Any non-profit company, for example, a 501(c)(3), is ownerless and can be run by a self-perpetuating board if desired, rather than having delegates that provide an outside source for new board members. In that case you have to set forth a purpose of the company or trust, to which its assets and profits must be used, and it must be managed in accordance with that purpose. You can also have a "private foundation" that is effectively ownerless, again with a designated charitable purpose.

Generally speaking, the law limits how much compensation can be paid to officers and employees of such a company and restricts self-dealing transactions by such a company.

You probably cannot create a valid trust or business with no beneficiaries and no designated charitable purpose which is supposed to merely accumulate its profits and assets.

Ownerless Cooperatives Are An Oxymoron

Your reference in this and other posts to an "ownerless cooperative" is basically an oxymoron.

A cooperative is an entity owned by a class of people who have a contractual relationship with the entity (usually consumers or producers) who are the owners of the company with voting control and who are entitled to an adjustment of their transaction prices with the cooperative via a rebate or surplus check proportionate to the dollar volume of their dealings with the cooperative (Northwest Mutual, must rural electric companies, and most credit unions would be examples of consumer cooperatives, Ocean Spray is a good example of a producers cooperative).

An ownerless entity is pretty much by definition not a cooperative.

An excellent overview of forms of entity organization other than investor owned stock corporations can be found in The Ownership of Enterprise by Henry Hansmann.

The Life Of The Law Is Not Math Or Logic

Honestly, it sounds like, in your several posts on the subject, that you are attempting the hide the ball of an ulterior purposes which is material to the legality and organization of an entity.

The law is not like science or mathematics.

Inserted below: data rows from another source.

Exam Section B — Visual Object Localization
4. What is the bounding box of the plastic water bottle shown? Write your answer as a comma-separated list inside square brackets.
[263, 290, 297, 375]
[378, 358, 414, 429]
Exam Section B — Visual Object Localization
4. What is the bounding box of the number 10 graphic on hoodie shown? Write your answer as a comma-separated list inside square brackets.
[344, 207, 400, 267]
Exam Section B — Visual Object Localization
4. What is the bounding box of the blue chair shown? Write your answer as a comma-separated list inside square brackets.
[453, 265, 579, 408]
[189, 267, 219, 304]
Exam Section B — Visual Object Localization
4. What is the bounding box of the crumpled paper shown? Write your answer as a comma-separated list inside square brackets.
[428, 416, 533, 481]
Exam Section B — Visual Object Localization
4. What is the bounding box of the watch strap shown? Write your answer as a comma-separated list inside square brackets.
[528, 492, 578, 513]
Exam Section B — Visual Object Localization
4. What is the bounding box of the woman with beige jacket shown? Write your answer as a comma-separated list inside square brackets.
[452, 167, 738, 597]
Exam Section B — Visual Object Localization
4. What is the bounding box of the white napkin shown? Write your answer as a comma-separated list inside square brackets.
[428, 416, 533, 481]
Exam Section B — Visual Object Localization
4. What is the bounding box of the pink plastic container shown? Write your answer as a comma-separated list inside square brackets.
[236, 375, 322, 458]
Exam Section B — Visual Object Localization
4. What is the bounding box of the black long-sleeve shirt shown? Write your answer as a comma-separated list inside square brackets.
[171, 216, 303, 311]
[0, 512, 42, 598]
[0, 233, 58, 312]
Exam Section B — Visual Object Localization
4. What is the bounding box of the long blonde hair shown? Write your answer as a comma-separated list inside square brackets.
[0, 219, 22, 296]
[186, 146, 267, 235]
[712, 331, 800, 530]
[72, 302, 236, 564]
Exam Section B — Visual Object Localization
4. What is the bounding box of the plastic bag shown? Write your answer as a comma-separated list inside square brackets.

You can't prove a bunch of isolated propositions and then string them together logically. The law operates on an entire comprehensive "fact pattern" and even if every step of your chain of reasoning to an ultimately result is supported by legal authority, this does not mean that this will be the result you get when you put all of the pieces together. That kind of logical reasoning doesn't work in a legal context. The heading of this section is a paraphrase of a famous statement about the law by Oliver Wendell Holmes, Jr.:

The life of the law has not been logic; it has been experience... The law embodies the story of a nation's development through many centuries, and it cannot be dealt with as if it contained only the axioms and corollaries of a book of mathematics.

from "The Common Law" (1881) at page 1.

Blockchains Are Not The Legal Innovation That They Claim To Be

Using blockchain technology to manage "tokens" of voting control in an entity is ultimately completely irrelevant. Blockchain technology is just another alternative to certificated shares, shares kept on an ownership ledger, or shares kept through secondary shareholding intermediaries or brokers. The technology used to keep track of voting control or economic ownership is irrelevant, and some common entities (e.g. homeowner's associations) have ownership that is basically determined via a crude public blockchain called the county clerk and recorder's records.

People who think that blockchains provide any significant legal innovation into anything (e.g. here) are fundamentally misguided and typically are not people familiar with the law who have misconceptions about how the law works.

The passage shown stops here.